According to the ECB’s new projections, inflation in the eurozone will therefore remain above the 2% target until the first half of 2027 as a result of high energy prices and their pass-through to goods and services prices. In the autumn of 2027, inflation will then, still according to the ECB, fall back to around that target as a result of falling energy prices and slowing inflation in other product categories.

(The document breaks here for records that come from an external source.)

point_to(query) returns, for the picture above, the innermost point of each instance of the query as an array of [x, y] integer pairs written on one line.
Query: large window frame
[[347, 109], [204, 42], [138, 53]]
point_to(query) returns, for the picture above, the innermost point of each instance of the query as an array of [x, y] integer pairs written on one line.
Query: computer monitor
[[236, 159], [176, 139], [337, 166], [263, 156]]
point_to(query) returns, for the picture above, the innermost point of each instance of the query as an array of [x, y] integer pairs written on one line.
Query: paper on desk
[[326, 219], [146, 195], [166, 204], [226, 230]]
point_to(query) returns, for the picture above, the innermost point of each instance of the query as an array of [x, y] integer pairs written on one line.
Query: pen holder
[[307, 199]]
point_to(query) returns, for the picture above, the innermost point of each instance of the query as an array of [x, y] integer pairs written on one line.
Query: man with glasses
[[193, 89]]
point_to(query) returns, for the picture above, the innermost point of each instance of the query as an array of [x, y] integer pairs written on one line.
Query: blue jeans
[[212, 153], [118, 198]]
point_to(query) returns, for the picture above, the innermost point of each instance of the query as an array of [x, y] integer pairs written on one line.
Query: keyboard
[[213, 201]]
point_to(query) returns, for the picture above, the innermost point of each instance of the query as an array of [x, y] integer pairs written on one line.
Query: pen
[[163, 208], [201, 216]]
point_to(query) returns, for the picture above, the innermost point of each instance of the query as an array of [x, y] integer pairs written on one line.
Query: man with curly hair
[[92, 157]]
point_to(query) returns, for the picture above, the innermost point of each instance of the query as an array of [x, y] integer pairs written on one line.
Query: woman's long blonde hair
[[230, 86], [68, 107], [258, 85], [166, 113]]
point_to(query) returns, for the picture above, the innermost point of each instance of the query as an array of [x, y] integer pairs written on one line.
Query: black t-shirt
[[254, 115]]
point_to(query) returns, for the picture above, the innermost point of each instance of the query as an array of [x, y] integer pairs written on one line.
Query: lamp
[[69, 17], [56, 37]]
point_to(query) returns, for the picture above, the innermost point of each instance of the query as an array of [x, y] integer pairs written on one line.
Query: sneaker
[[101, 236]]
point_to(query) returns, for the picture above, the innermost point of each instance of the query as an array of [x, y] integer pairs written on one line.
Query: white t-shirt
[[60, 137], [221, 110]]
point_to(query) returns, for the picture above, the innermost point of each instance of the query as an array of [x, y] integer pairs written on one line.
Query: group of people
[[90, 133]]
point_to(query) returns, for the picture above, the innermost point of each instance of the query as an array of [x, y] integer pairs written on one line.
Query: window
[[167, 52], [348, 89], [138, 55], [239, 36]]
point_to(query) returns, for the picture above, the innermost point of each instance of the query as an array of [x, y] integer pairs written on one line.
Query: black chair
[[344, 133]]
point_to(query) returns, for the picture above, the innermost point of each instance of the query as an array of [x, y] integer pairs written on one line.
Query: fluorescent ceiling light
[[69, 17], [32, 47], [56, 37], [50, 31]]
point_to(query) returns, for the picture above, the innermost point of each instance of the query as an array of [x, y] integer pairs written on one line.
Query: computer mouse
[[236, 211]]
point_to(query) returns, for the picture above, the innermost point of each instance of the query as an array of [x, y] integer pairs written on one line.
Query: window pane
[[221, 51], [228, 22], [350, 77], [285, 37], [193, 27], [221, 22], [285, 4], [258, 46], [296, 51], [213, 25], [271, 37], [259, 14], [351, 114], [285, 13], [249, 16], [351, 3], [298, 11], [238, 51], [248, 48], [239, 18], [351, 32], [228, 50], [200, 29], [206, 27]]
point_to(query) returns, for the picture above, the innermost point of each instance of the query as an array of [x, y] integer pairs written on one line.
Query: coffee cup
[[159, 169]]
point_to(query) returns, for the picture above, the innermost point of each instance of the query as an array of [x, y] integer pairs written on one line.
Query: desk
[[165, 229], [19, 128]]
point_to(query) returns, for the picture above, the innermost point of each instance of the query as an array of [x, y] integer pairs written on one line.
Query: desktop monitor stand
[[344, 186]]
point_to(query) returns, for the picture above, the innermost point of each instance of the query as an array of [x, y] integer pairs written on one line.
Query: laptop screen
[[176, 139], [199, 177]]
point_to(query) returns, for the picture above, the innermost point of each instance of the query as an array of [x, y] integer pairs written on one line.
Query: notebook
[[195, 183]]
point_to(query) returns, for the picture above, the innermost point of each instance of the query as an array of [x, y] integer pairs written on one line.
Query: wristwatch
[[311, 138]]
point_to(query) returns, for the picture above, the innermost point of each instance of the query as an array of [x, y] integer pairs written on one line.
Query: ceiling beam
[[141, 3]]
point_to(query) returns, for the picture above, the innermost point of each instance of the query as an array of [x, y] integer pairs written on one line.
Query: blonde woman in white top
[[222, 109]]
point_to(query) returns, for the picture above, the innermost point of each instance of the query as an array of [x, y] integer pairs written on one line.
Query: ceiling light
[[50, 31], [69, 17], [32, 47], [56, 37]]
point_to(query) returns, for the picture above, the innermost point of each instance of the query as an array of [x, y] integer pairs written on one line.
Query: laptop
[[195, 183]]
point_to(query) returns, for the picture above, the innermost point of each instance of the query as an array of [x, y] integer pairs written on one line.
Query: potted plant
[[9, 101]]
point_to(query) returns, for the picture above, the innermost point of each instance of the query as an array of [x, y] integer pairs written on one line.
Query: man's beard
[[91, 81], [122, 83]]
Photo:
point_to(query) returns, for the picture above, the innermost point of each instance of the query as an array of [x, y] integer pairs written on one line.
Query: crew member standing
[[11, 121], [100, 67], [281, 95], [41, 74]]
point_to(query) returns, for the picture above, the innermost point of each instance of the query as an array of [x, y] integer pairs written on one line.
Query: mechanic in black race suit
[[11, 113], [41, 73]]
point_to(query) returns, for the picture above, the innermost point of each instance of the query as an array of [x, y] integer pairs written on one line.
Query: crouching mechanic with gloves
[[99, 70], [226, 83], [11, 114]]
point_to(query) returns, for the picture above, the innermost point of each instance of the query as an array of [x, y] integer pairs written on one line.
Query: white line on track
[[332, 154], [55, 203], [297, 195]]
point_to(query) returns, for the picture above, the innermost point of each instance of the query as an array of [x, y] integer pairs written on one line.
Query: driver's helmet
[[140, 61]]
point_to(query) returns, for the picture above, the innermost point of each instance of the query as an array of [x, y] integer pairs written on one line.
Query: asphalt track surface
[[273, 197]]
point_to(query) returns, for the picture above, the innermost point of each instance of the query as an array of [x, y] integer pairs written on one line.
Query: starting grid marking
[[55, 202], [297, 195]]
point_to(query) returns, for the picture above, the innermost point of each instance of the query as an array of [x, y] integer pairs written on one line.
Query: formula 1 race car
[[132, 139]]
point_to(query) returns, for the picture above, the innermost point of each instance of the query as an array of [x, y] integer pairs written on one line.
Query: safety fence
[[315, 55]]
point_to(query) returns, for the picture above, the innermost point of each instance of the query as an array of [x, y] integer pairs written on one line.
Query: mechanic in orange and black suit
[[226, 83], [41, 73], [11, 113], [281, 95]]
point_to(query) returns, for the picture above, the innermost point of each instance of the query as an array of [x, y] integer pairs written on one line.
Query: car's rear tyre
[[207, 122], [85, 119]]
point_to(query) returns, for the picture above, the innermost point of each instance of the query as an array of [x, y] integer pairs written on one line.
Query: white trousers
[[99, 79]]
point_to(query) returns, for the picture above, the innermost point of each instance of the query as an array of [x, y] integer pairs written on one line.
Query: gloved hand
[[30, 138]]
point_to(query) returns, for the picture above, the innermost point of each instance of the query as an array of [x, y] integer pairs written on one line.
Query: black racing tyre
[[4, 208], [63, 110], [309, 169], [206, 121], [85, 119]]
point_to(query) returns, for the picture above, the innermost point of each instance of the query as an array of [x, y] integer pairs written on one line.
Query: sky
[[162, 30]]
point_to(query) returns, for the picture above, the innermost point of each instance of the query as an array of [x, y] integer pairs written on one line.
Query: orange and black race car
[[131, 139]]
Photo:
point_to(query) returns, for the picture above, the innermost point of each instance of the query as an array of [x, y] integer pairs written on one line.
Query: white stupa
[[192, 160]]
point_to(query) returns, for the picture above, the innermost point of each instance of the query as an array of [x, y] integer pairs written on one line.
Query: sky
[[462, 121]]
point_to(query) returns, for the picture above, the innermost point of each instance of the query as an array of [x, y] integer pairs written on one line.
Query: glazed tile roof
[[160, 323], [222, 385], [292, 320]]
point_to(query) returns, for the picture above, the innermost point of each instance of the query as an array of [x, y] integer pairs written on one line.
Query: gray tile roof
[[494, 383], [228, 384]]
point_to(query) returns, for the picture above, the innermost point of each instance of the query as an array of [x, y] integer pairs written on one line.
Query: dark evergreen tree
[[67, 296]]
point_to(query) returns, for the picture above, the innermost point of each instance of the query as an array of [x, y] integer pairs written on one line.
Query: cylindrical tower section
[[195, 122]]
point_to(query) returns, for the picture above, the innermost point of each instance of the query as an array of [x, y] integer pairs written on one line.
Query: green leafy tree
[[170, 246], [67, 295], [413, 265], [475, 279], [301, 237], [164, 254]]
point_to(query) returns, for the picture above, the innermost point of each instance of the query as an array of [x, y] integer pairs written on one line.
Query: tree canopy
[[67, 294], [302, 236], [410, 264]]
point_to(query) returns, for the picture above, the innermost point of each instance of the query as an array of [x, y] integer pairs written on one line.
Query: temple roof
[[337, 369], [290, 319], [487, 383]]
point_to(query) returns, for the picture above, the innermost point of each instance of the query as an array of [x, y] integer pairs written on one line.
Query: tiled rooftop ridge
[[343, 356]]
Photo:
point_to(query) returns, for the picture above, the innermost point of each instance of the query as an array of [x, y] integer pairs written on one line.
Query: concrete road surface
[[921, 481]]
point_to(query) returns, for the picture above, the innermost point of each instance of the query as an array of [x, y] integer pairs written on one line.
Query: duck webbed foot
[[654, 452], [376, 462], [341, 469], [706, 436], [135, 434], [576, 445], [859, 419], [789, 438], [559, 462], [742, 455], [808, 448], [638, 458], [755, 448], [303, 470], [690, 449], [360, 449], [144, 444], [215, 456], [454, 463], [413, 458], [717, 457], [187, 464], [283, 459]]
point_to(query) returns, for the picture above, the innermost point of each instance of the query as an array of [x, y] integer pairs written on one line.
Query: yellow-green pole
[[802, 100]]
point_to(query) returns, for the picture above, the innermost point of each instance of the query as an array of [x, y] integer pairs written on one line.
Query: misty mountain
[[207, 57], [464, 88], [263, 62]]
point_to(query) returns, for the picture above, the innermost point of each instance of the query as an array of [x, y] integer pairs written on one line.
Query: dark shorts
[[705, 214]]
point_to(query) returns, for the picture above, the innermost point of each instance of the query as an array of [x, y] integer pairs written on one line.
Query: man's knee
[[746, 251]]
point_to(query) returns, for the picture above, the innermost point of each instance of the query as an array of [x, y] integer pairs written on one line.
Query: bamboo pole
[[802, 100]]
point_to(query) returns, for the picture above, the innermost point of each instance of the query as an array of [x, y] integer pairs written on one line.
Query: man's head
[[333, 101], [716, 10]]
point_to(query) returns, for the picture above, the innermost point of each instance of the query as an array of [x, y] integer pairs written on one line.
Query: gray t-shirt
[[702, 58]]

More than a precautionary measure, but no signal for a start of a tightening cycle
As mentioned above, Lagarde emphasised that the interest rate hike was necessary in all four scenarios considered and was therefore not merely an ‘insurance hike’, but rather an act of appropriate monetary policy. When asked whether this marked the start of a tightening cycle, she was only willing to reveal the following. Much will depend on how medium-term inflation expectations develop. In this context, she referred to the analytical framework she had proposed in March. In it, she stated that the ECB could look through a limited (and temporary) shock, respond to a larger shock that is not persistent with a well-calibrated policy adjustment, and respond forcefully to a significant and sustained deviation from the inflation target.
The first scenario is no longer relevant following the interest rate hike. On the other hand, according to Lagarde, a 25-basis-point rate hike is not really a ‘forceful’, but nevertheless an appropriate policy response. In light of the upcoming policy meetings, this suggests that, until further notice, the ECB is thinking in terms of a rather limited adjustment of its policy stance (well-calibrated) and does not wish to rush into anything for the time being.